Whether it's a partner, a child or a parent who needs care, there's one question that relatives ask themselves time and time again: Can I do this at home, or do I have to put my loved one in a nursing home or care facility? Of course, the answer first depends on the individual's need for care. If the decision is made to provide care at home, there are a lot of items that need to be organized, planned and taken care of. Based on our many years of experience, we have put together a few tips to help you get started.
What changes with a person in need of care at home?
Caring for a patient at home not only means a big change in life for the person being cared for, but also for those around them. Daily routines have to be restructured, care services or day/night care have to be coordinated and private life has to take a back seat. Especially often, an additional financial burden arises. However, the legislator has designed measures to support caregivers. There are a number of funds that relieve the burden and often make home care possible in the first place.
A detailed table with an overview of all amounts, broken down by care level, can be found here.
A care degree supports
If a person needs care, he or she is usually entitled to a care degree.

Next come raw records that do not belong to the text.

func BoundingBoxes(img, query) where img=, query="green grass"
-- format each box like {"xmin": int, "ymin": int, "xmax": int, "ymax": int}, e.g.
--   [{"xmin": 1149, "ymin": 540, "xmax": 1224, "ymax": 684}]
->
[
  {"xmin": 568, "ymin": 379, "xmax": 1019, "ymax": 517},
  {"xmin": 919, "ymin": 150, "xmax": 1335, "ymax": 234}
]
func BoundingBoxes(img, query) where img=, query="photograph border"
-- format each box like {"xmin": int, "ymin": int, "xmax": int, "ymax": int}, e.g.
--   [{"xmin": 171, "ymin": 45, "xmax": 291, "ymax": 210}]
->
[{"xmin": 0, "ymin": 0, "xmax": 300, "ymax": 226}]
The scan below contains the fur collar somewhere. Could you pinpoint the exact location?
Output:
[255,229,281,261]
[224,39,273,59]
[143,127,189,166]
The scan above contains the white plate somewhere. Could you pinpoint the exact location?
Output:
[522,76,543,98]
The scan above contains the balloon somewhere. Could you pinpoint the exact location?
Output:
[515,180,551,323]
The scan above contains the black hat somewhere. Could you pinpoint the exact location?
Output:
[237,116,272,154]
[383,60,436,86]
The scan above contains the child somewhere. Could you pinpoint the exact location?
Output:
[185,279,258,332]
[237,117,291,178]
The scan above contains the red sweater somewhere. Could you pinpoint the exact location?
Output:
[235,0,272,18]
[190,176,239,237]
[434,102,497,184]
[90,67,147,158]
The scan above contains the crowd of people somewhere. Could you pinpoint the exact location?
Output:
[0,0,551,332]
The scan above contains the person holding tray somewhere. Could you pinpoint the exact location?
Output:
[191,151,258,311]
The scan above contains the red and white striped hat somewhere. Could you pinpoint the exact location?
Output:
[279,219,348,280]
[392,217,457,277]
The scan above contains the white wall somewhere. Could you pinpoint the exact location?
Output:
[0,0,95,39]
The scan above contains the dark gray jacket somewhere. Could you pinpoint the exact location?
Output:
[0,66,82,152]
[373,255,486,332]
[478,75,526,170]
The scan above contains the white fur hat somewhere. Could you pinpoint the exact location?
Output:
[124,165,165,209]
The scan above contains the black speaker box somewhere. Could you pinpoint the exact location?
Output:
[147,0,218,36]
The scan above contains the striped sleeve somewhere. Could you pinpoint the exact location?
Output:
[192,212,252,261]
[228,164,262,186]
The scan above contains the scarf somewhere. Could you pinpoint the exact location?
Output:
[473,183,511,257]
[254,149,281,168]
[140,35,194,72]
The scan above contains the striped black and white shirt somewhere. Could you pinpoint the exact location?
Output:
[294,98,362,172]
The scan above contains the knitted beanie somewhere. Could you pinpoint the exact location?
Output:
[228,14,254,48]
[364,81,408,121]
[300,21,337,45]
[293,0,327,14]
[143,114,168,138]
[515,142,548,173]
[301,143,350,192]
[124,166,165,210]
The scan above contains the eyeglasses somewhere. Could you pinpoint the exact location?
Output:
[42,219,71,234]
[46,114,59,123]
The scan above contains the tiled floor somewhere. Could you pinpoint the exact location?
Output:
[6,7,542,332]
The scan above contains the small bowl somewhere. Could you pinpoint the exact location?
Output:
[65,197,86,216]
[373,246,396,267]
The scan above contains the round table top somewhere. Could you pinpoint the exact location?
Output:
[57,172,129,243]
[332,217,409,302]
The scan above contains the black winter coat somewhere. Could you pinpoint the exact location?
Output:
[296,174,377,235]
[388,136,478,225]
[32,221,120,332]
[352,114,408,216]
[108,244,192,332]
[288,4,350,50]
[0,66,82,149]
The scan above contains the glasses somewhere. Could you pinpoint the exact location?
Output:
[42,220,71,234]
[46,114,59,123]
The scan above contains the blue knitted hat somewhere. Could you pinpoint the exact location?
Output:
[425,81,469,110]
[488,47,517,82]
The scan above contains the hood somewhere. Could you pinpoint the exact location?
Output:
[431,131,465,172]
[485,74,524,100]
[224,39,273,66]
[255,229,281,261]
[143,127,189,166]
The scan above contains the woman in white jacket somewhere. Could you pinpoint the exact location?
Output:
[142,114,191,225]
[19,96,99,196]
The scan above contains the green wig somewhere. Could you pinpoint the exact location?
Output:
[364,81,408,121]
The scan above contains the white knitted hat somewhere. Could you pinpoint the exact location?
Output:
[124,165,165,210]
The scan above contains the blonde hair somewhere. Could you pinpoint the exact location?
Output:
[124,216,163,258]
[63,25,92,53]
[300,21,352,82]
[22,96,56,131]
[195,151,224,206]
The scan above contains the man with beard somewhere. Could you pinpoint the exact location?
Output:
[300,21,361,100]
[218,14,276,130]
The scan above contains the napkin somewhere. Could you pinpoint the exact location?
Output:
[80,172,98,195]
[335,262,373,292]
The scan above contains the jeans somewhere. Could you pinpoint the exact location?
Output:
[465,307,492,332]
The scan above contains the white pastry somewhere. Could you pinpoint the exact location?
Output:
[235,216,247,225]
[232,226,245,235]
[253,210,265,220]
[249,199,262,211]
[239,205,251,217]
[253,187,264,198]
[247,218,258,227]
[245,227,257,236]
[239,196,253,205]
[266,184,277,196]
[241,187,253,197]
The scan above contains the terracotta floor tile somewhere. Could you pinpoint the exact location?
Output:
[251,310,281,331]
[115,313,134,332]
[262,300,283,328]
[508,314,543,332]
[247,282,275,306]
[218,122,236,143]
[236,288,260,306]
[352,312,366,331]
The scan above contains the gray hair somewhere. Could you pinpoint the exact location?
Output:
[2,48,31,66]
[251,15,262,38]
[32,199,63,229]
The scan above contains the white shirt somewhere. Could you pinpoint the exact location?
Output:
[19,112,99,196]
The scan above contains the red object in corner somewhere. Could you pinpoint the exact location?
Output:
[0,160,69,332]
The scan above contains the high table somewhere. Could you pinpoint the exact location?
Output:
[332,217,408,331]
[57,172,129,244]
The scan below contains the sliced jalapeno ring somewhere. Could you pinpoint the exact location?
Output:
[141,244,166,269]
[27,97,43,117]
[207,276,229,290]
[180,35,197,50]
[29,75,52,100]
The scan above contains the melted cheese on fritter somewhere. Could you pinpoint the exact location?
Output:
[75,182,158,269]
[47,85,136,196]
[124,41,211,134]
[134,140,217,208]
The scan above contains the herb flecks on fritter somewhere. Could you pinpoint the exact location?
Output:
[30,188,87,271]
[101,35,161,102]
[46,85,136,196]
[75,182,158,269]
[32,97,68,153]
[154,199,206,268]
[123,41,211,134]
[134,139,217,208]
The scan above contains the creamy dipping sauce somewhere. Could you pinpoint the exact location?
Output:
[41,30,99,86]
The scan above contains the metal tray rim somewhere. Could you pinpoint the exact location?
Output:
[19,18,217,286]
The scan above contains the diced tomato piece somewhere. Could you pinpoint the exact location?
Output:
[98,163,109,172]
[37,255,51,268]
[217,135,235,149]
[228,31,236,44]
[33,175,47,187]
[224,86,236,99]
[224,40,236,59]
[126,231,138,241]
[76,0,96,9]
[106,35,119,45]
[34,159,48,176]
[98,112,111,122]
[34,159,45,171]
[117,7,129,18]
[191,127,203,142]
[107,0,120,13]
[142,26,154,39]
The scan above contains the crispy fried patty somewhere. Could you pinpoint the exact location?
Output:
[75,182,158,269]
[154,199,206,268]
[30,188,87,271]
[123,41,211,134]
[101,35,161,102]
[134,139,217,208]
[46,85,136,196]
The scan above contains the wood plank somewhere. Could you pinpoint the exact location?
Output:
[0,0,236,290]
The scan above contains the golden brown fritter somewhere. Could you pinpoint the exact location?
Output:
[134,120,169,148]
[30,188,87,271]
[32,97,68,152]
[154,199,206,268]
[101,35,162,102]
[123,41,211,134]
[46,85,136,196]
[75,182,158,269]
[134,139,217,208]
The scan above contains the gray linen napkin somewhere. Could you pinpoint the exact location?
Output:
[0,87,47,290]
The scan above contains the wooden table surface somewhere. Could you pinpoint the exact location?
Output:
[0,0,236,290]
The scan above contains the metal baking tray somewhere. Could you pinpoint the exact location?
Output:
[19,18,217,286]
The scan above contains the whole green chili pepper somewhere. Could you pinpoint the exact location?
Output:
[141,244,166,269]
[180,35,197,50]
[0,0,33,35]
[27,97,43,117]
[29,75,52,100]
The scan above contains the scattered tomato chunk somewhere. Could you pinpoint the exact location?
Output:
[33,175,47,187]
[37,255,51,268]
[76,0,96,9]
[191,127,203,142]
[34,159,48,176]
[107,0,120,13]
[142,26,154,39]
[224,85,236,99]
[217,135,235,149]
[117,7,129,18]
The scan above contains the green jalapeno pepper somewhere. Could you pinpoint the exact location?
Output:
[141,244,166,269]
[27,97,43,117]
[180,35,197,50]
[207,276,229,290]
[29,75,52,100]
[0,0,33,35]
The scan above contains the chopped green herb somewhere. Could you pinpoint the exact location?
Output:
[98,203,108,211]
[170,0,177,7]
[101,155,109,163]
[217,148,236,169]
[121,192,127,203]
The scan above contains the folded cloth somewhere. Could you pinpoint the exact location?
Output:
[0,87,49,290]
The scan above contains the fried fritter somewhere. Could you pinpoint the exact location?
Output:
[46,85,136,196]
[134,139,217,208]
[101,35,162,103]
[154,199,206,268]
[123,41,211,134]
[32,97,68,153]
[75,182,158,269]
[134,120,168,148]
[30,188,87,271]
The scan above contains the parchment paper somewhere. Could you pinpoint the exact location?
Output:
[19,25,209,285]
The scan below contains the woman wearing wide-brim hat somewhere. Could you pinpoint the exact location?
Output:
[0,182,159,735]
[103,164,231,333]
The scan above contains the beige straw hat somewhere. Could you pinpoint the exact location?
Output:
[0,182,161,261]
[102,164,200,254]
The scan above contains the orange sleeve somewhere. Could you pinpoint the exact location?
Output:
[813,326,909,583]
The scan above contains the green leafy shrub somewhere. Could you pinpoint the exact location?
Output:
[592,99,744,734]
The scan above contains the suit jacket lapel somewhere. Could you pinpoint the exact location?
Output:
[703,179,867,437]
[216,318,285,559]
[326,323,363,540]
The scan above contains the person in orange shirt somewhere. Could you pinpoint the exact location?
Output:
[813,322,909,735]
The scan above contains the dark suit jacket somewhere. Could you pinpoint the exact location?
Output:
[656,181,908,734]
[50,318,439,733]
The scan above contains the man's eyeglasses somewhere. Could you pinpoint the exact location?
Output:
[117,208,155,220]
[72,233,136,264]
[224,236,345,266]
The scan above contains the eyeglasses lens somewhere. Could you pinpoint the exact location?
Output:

The degrees of care are primarily about supporting independence and one's own abilities or promoting them with resources. Where can someone manage on their own, and what do they need help with? With the help of the care grades, the insurance companies can get a precise picture of the need for care. There are a total of five degrees of care. The first degree means the person is only slightly restricted. Care degree #5 means the person is very severely impaired.
There is therefore no fixed care level for a particular illness, such as dementia or Parkinson's disease. The degree of care depends on the physical, mental or intellectual limitations of the person and how pronounced they are. In addition, it must be foreseeable that the person is also permanently restricted - for at least half a year.
Apply for a care degree
Contact your relative's long-term care insurance fund. This is affiliated with the health insurance fund. An informal letter is sufficient, which the insured person must sign. With some insurance companies, you can also easily request the application by phone or via their website. The nursing care insurance company will then send you an application form. It is best to fill this out together with an expert (e.g. from a care support center) who knows and explains the many technical terms. Return the form, usually signed by the insured person, to the long-term care insurance fund. The long-term care insurance fund will then initiate all further steps for you and your application. An expert can also best support you in the event of queries from the insurance fund.
What services are still available
In addition to cash benefits, the nursing care insurance fund also provides support in the form of technical nursing aids such as equipment that is necessary for nursing care. Furthermore, it also provides aids that alleviate discomfort or maintain independence. These include standing aids, shower stools, dressing aids for compression stockings, cutlery holders or wheelchairs.
Auxiliaries for consumption: Auxiliaries that are necessary for nursing care but are consumed in the process, for example, disposable gloves, disinfectants, disposable bed pads, aprons, face masks. These aids are also conveniently delivered to your home, so that they do not have to be additionally organized in the "free time" of the caregiver - more about this here.
If modifications in the house are necessary, so that e.g. the bathroom on the upper floor can be reached again by the person to be cared for by means of a stair lift, the nursing care insurance fund grants a subsidy of up to € 4,000! You can find advice for an individual offer here.
Caring for loved ones is a big task for a "non" expert. Have no inhibitions about turning to experts. The long-term care insurance companies, independent care consultants, your family doctor or home care services will help you with your questions about care at home or applying for care aids, for example.
Take care of yourself
Caring for a loved one is not easy and will take a toll on you both physically and mentally. This is quite normal, because at the end of the day, very few relatives are prepared for care at home. Take time for yourself to recharge your batteries. Use the statutory support benefits to "clear your head" financially and take advantage of amenities such as free delivery of care products.